In the southwest of France, facing the Pyrenees Mountain, the “Complexe de la République” built in 1975 in Pau, had been declining for several years due to the dilapidation of its covered market, flanked by a squat office building in very poor condition. After an international competition, the Ameller Dubois’s studio project was chosen by proposing a global response, taking charge of all the ambitions raised by this operation, both in terms of image and use, architecture, and urban planning, dedicated to the Pau’s population. The project's exceptional location has been rediscovered as a destination, attractive and seductive, to bring the district back to life.
Combining in a single figure a stallholders’ hall, a producers’ floor and a rehabilitated office building all linked together by the creation of a high square, the new complex offers a homogeneous perception, endowed with a strong and significant identity that combines all the elements of the program in a powerful figure.
The market adopts a simple square plan, clad with a unitary envelope, both on the façade and on the roof, made up of a white metal mesh with various perforations.
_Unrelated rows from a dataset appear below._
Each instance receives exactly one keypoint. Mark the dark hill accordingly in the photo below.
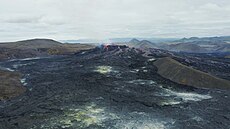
(179, 73)
(38, 47)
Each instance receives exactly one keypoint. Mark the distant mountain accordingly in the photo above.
(134, 41)
(179, 73)
(206, 39)
(185, 47)
(141, 44)
(200, 45)
(38, 47)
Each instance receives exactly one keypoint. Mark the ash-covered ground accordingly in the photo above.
(117, 89)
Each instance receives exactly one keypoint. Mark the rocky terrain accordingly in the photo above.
(38, 47)
(190, 45)
(10, 85)
(182, 74)
(114, 87)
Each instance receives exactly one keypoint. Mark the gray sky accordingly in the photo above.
(102, 19)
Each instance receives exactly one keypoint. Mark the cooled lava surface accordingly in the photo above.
(112, 89)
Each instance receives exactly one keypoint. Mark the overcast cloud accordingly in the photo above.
(102, 19)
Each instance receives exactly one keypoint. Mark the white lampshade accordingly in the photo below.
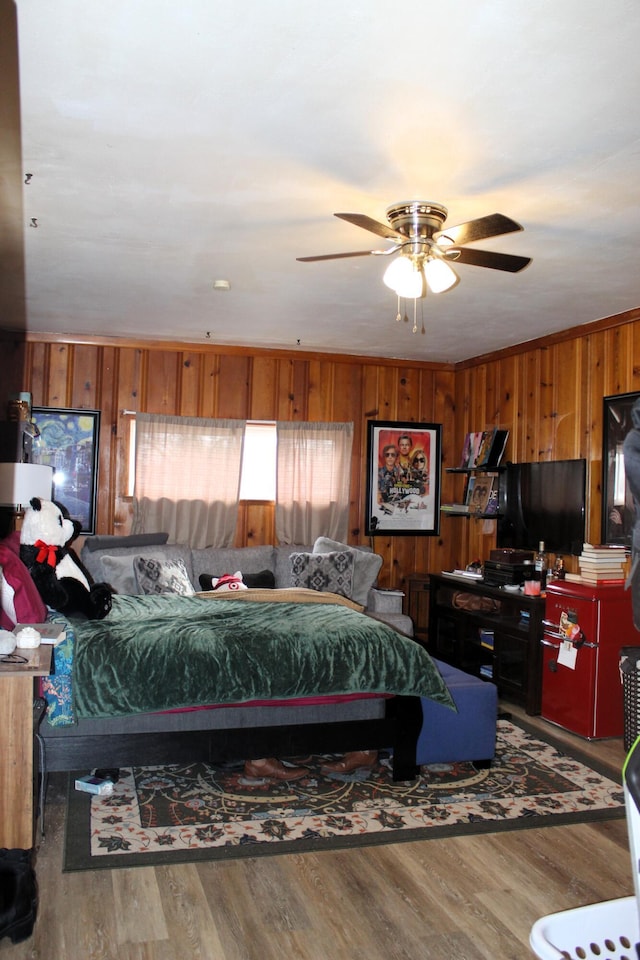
(439, 275)
(404, 278)
(19, 482)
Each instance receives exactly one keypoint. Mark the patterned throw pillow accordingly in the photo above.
(325, 572)
(162, 576)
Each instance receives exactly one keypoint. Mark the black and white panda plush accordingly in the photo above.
(62, 581)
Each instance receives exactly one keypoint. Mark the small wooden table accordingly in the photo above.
(17, 819)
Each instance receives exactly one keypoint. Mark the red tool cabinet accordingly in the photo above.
(583, 694)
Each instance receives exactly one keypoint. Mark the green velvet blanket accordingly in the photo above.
(167, 652)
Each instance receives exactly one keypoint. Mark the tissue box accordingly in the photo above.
(385, 601)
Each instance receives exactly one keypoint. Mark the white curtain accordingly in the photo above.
(188, 478)
(312, 481)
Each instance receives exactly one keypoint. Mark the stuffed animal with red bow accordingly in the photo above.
(62, 581)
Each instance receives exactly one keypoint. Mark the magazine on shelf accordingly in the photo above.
(481, 493)
(487, 438)
(467, 451)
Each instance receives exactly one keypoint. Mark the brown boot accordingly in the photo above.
(357, 760)
(271, 769)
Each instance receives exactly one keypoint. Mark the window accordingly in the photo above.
(258, 471)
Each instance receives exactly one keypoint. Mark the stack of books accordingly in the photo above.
(602, 563)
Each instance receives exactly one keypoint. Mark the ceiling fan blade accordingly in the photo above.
(486, 258)
(339, 256)
(367, 223)
(492, 225)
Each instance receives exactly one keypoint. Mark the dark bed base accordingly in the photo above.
(399, 730)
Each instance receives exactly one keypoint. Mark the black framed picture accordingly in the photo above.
(618, 512)
(67, 440)
(403, 478)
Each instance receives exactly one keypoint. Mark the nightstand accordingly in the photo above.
(417, 605)
(17, 794)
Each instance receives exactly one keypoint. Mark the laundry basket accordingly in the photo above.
(606, 931)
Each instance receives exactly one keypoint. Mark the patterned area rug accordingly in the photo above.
(180, 813)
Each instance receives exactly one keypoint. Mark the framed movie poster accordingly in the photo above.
(403, 478)
(67, 440)
(618, 512)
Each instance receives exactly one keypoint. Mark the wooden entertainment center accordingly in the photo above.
(489, 632)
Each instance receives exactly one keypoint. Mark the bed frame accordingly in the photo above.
(77, 750)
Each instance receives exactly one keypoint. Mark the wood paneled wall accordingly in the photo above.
(210, 381)
(547, 393)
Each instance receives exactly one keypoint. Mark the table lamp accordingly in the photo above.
(19, 482)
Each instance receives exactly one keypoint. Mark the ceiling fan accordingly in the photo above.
(426, 250)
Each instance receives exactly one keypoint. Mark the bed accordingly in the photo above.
(207, 677)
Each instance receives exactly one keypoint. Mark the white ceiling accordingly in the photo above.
(172, 144)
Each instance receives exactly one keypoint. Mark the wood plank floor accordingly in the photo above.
(466, 898)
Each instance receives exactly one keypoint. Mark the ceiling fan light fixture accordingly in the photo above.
(405, 278)
(439, 275)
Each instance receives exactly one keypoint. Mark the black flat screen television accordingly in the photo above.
(543, 501)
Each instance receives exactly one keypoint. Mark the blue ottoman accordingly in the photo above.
(469, 734)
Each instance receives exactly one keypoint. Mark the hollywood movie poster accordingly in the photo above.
(403, 478)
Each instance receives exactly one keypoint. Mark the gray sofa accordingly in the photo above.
(110, 559)
(236, 731)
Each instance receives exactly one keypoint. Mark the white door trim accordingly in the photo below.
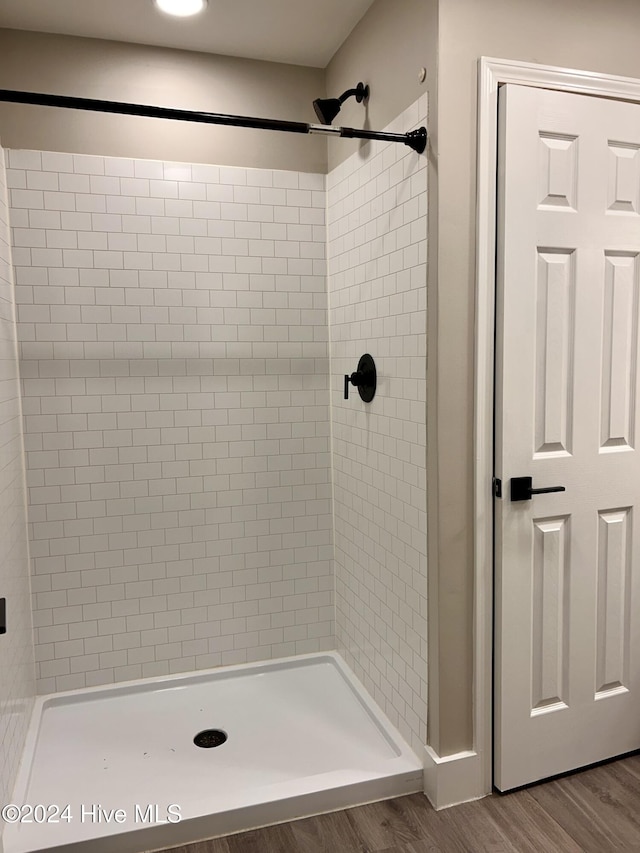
(493, 72)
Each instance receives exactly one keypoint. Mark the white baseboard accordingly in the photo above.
(454, 778)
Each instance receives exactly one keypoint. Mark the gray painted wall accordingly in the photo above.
(150, 75)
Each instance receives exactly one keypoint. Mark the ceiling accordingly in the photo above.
(302, 32)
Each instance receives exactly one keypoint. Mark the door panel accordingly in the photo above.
(567, 685)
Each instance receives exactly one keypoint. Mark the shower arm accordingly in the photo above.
(415, 139)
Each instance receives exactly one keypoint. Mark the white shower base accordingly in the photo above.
(303, 738)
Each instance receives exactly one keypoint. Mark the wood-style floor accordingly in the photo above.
(596, 810)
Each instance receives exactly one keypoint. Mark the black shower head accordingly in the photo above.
(328, 108)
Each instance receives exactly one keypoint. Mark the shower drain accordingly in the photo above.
(210, 738)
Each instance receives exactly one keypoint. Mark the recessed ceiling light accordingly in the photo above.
(181, 8)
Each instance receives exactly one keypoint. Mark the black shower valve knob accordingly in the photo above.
(355, 379)
(364, 379)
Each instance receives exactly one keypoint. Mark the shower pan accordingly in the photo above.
(117, 769)
(189, 515)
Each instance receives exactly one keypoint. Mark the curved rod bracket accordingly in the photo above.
(416, 139)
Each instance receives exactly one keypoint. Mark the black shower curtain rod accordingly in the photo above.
(415, 139)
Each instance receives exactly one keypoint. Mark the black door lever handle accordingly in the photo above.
(521, 489)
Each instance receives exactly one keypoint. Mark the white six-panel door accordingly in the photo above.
(567, 678)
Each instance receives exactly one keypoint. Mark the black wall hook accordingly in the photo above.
(365, 379)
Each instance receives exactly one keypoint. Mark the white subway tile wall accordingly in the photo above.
(17, 682)
(377, 226)
(172, 321)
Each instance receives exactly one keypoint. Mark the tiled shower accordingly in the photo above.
(199, 492)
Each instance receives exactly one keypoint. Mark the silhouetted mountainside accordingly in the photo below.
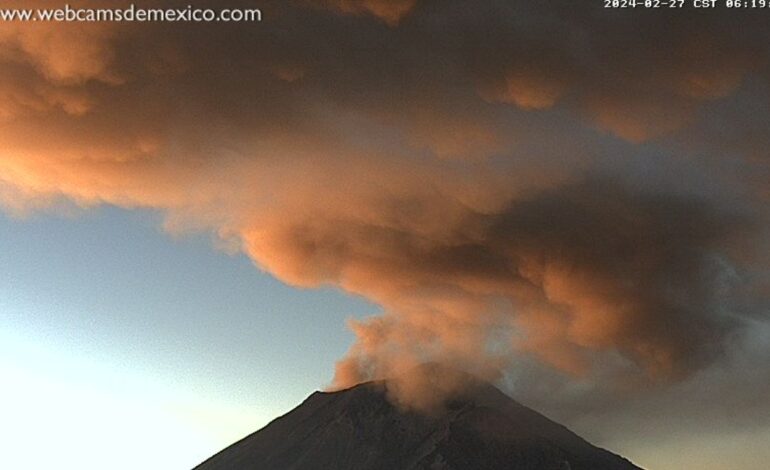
(359, 429)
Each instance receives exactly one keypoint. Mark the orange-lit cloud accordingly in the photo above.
(441, 166)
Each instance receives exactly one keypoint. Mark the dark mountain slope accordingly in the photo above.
(359, 429)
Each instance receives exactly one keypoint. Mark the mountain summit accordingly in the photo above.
(361, 429)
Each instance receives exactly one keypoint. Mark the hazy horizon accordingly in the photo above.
(202, 222)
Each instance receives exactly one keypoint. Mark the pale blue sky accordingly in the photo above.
(103, 312)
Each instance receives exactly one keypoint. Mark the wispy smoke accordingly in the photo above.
(509, 181)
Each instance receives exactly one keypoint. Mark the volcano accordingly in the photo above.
(360, 428)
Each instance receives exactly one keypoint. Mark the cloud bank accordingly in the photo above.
(514, 183)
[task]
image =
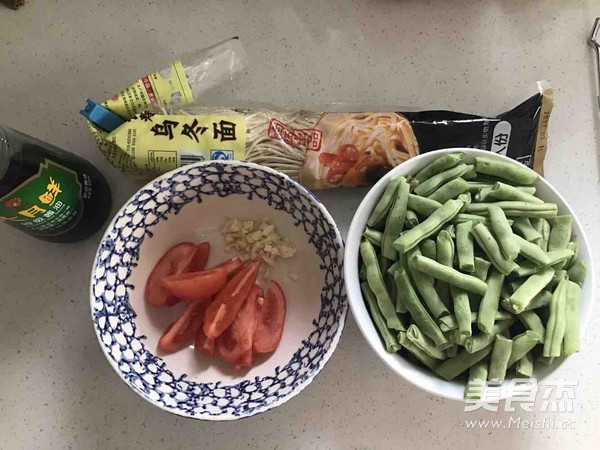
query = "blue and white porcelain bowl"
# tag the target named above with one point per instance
(191, 204)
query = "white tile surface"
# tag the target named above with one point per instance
(56, 389)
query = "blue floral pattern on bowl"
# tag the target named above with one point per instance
(118, 253)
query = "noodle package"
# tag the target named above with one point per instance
(325, 149)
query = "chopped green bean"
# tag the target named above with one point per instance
(522, 344)
(499, 358)
(417, 311)
(373, 236)
(384, 263)
(449, 190)
(428, 248)
(470, 174)
(490, 301)
(377, 285)
(390, 341)
(517, 209)
(533, 322)
(501, 228)
(539, 301)
(432, 224)
(452, 351)
(482, 267)
(422, 205)
(411, 219)
(419, 354)
(571, 339)
(464, 247)
(453, 367)
(448, 274)
(415, 335)
(519, 299)
(560, 234)
(502, 191)
(545, 232)
(442, 163)
(426, 287)
(462, 310)
(395, 220)
(532, 252)
(379, 215)
(506, 170)
(574, 247)
(577, 272)
(476, 384)
(445, 248)
(523, 227)
(362, 273)
(527, 268)
(524, 366)
(557, 278)
(429, 185)
(449, 322)
(557, 323)
(546, 360)
(491, 248)
(483, 340)
(476, 186)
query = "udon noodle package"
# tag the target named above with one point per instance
(326, 149)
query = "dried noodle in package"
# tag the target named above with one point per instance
(325, 150)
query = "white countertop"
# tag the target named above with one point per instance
(57, 390)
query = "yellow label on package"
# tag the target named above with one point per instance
(160, 89)
(159, 143)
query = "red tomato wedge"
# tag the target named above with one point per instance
(196, 286)
(232, 266)
(174, 262)
(271, 320)
(204, 344)
(223, 310)
(237, 340)
(182, 332)
(245, 361)
(200, 257)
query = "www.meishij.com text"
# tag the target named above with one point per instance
(522, 423)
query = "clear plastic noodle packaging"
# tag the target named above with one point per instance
(325, 150)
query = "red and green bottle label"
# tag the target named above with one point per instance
(47, 203)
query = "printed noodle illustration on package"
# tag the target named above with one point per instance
(325, 150)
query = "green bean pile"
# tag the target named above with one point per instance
(464, 269)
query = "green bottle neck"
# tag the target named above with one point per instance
(4, 153)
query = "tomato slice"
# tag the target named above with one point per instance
(232, 266)
(182, 332)
(222, 311)
(245, 361)
(271, 320)
(200, 257)
(237, 340)
(173, 262)
(204, 344)
(196, 286)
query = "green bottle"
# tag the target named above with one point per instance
(47, 192)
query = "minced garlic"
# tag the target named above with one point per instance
(253, 239)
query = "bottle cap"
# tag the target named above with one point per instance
(100, 116)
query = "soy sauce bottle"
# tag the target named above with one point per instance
(47, 192)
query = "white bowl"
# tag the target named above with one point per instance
(191, 204)
(415, 374)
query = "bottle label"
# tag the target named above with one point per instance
(48, 203)
(169, 87)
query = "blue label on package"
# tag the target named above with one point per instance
(221, 155)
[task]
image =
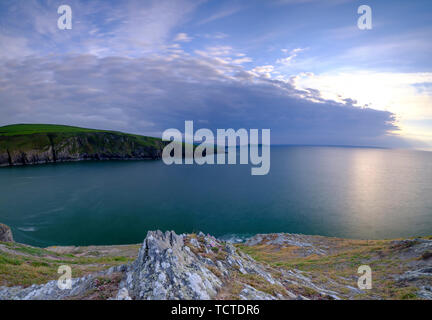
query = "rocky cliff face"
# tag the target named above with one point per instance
(59, 147)
(270, 266)
(5, 233)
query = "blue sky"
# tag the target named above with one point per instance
(299, 67)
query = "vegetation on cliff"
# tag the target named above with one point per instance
(41, 143)
(198, 266)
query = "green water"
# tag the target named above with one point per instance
(345, 192)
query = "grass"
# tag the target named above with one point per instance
(25, 129)
(338, 270)
(24, 265)
(41, 139)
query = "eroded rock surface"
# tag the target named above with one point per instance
(5, 233)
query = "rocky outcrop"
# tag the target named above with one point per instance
(171, 266)
(42, 148)
(286, 266)
(5, 233)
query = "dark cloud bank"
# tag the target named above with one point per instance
(149, 95)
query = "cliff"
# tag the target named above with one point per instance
(198, 266)
(37, 144)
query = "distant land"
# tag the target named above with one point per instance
(24, 144)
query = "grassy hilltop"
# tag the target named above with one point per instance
(22, 144)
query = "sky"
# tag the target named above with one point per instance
(301, 68)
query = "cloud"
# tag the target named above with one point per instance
(148, 95)
(291, 55)
(98, 27)
(226, 12)
(182, 37)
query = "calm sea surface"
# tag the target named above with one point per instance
(343, 192)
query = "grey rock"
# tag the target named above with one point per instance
(5, 233)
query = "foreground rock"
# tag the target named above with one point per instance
(5, 233)
(171, 266)
(284, 266)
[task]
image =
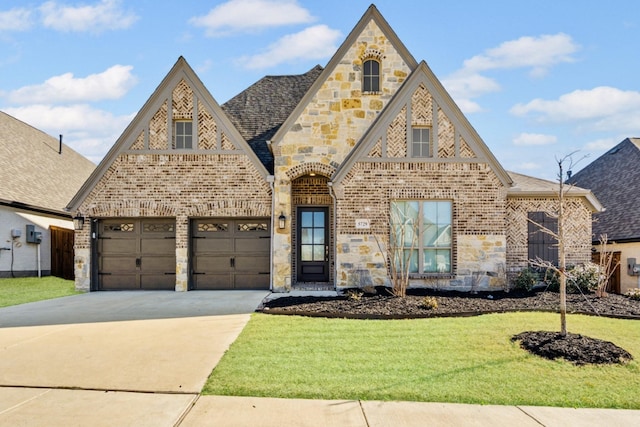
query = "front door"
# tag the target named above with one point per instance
(313, 244)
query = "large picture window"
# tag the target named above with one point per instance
(421, 235)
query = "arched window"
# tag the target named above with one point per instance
(371, 76)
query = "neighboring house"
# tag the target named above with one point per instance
(38, 177)
(614, 178)
(291, 184)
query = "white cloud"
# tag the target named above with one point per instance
(15, 20)
(603, 108)
(251, 15)
(112, 83)
(89, 131)
(534, 139)
(535, 53)
(103, 16)
(315, 42)
(601, 144)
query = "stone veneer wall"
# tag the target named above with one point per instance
(479, 203)
(577, 229)
(179, 186)
(330, 125)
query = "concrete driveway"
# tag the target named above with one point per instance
(140, 356)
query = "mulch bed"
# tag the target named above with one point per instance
(551, 345)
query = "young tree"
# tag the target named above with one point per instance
(560, 237)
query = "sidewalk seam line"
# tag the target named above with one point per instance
(366, 420)
(529, 415)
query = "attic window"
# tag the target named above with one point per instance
(371, 76)
(183, 135)
(420, 142)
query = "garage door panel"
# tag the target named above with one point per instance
(230, 253)
(252, 281)
(213, 245)
(257, 263)
(136, 253)
(252, 245)
(120, 246)
(213, 281)
(158, 246)
(114, 282)
(158, 282)
(118, 263)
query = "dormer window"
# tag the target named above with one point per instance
(183, 135)
(420, 142)
(371, 76)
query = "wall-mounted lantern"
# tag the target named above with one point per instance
(78, 222)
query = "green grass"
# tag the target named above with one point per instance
(465, 360)
(29, 289)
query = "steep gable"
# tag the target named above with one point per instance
(422, 101)
(336, 111)
(180, 96)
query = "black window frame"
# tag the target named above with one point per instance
(371, 77)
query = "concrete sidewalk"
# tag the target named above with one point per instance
(55, 407)
(141, 359)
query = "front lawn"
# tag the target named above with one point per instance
(29, 289)
(464, 360)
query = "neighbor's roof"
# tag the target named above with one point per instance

Designed as a space free of any pillars to encourage exchanges between retailers and visitors, it is punctuated by generously dimensioned walkways that converge around the central double-height atrium. On its first floor, the mezzanine is naturally extended by a wooden terrace forming a high place in the heart of the project. A large canopy extends the white structure to partially cover it and house outdoor tasting and dining areas. Its entirely glazed and cross-cutting base combines the producers' floor and the stallholders' hall in the same continuity.
The rehabilitated office tower retains its civic vocation (Municipal Police/City services). The architectural treatment of its two parts is deliberately differentiated but complementary. Raised by 8 and 4 meters, the new silhouettes of the towers are slimmer. The eastern part is clad in the same white cladding as the market hall, so that the envelopes meet at both ends of the complex. In contrast, the part on the terrace side is clad with folded and perforated bronze-colored vertical panels that vibrate with movement.
This black and white pleated metal cladding fragments the building into two parts, giving it a slenderer image in a play of contrast and complementarity. The renovation operation was carried out on an occupied site, with a three-stage phasing in order to keep the site in operation.